Sonic Rush, in my opinion, seems to be the only title that truly struck the fine balance the original Genesis games accomplished.
I think what's hurt that franchise the most is that Sega seems to not really know what the hell made those games enjoyable. While Nintendo's building a Mario effin' learning course, it really feels like Sega drops a team into a room, tells them they're making sonic, and leaves a design doc that consists of a picture of the blue hedgehog and a lazily written "Make him run fast" underneath.
What's most aggravating about Sonic's modern incarnation is that the dev cycle seems to go like this.
Step 1. Make Sonic move fast. Super fast. Turn the game into "hold up and occasionally jump".
Step 2. Holy ****, our year of level construction has turned into a 45-minute game. We can't afford a one-day return cycle to Gamestop!
Step 3 (Sonic Adventure 1). Let's add a bunch of characters that move really slowly, have them go through levels that are no longer interesting because they were meant as splitzy speed-run showcases rather than, you know, challenges.
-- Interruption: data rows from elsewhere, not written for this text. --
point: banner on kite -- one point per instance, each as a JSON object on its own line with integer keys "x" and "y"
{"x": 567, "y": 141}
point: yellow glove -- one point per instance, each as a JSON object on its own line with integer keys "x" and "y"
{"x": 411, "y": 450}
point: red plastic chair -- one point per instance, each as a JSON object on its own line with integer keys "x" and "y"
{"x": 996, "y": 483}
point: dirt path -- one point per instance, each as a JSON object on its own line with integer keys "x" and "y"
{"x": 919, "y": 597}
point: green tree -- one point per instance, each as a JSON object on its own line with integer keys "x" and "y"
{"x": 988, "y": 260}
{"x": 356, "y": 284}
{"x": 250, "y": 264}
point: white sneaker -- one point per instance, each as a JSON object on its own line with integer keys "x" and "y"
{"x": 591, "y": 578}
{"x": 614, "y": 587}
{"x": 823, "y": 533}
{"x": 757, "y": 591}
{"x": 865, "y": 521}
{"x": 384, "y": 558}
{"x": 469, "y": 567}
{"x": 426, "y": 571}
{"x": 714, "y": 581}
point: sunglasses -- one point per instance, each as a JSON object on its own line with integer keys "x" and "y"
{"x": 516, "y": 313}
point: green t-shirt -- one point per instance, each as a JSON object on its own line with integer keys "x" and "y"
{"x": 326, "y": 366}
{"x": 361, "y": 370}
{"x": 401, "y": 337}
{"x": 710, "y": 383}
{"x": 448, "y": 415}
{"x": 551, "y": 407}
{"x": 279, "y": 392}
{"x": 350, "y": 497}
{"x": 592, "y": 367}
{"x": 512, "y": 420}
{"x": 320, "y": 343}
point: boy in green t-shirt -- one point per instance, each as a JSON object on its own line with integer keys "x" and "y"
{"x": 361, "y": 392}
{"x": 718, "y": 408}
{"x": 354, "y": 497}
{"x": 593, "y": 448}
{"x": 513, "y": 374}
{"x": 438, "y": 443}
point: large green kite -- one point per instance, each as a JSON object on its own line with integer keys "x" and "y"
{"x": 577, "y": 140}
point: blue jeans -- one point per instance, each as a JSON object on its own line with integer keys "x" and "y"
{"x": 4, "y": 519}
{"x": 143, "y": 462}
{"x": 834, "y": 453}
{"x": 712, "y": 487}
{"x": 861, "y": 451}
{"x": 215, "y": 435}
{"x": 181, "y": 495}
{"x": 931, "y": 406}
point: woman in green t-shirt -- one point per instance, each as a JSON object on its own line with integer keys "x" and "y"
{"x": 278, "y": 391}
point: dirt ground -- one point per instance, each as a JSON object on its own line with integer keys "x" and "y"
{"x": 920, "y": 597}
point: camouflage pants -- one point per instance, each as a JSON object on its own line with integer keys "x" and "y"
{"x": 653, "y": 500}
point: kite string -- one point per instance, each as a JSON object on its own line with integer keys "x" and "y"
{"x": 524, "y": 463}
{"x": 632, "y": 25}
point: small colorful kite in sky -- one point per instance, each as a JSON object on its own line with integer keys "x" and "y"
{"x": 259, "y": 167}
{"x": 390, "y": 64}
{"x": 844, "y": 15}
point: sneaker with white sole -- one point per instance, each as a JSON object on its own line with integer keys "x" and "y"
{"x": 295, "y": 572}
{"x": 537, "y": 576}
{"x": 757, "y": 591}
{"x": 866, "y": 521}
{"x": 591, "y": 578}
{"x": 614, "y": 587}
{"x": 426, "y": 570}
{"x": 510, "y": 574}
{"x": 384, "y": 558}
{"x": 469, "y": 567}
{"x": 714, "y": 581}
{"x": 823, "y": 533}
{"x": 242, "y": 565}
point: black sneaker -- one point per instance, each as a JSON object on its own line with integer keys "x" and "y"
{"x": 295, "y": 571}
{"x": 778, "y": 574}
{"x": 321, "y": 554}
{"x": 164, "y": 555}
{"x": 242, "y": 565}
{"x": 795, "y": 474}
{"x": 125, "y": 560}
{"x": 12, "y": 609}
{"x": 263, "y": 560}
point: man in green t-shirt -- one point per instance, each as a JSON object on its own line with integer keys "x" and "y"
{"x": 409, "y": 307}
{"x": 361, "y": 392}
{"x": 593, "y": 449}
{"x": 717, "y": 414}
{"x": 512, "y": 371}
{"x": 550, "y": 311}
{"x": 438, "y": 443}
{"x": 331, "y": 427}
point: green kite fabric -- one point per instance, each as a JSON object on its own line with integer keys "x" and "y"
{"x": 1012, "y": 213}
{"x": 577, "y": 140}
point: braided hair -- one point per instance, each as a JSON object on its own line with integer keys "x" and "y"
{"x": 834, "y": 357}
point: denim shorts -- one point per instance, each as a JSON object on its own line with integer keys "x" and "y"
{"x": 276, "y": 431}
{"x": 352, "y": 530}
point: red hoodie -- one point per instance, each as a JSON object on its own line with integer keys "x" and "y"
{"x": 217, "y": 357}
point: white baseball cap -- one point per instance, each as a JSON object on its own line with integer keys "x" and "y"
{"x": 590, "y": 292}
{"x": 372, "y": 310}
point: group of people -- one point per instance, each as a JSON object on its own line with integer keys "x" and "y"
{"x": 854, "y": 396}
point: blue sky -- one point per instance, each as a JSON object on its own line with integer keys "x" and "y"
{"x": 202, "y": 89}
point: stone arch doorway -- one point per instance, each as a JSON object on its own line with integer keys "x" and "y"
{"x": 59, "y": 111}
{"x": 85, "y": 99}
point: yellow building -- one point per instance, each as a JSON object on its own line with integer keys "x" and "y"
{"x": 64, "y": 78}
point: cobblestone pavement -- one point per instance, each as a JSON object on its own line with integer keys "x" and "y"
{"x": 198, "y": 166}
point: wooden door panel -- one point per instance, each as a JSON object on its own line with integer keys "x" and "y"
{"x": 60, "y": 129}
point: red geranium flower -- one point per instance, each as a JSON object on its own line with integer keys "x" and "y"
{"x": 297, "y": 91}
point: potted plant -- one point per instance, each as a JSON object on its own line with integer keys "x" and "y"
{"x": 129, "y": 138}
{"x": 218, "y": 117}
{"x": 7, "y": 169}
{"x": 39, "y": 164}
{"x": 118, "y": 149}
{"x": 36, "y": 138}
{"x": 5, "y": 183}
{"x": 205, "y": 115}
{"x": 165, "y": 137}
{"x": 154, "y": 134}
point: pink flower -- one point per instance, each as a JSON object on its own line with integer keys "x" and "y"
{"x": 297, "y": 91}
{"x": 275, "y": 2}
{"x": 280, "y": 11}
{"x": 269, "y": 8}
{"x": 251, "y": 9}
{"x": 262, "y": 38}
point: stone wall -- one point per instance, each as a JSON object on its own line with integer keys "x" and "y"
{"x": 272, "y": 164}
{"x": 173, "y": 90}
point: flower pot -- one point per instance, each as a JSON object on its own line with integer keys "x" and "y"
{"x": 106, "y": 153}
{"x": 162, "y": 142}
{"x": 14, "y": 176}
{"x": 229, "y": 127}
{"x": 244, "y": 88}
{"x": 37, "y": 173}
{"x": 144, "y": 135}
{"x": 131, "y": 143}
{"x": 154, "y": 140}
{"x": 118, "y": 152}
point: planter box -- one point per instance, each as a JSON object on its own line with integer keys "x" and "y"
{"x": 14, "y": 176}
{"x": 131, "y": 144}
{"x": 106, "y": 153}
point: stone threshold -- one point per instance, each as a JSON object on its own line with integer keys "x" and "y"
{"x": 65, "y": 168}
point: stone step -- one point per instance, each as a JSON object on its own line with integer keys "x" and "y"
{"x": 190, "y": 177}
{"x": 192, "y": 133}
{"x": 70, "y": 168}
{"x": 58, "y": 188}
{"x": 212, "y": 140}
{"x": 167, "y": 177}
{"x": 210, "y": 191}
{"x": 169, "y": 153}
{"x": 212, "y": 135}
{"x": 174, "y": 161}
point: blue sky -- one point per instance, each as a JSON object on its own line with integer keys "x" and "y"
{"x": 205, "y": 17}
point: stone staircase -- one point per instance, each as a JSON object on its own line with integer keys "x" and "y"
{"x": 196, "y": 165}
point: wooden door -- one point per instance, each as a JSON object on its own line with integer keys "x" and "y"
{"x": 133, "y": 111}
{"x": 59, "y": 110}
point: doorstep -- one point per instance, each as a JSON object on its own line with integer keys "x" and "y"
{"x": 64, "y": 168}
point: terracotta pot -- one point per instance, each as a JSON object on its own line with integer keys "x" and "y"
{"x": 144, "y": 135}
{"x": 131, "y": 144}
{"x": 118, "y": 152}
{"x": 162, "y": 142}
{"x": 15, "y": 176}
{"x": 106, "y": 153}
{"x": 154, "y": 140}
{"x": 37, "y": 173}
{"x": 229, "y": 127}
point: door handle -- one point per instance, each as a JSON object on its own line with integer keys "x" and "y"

Step 4 (Every 3D Sonic and a good chunk of 2D Sonics since). Holy ****, that didn't work. Let's make all that stuff mandatory.
Sonic being fast was and still is fun. What made Sonic games on the Genesis fun wasn't Sonic blasting past everything, it was the balance of platform challenges that was strategically intermixed with short sequences of Sonic running really fast, and I think Sega's seriously lost sight of that. Probably doesn't help that Yuji Naka left.
- Sonic 4 had a really dirty "Scrappy level", and broken physics they didn't backport when episode 2 launched and fixed them. Nobody likes mine cart stages as it is, and Sega found a way to make them MORE frustrating?
- Sonic Advance didn't particularly strike my fancy, see step 4.
- I've only seen those classic Sonic levels on Youtube, where they look like a 2D version of Step 1.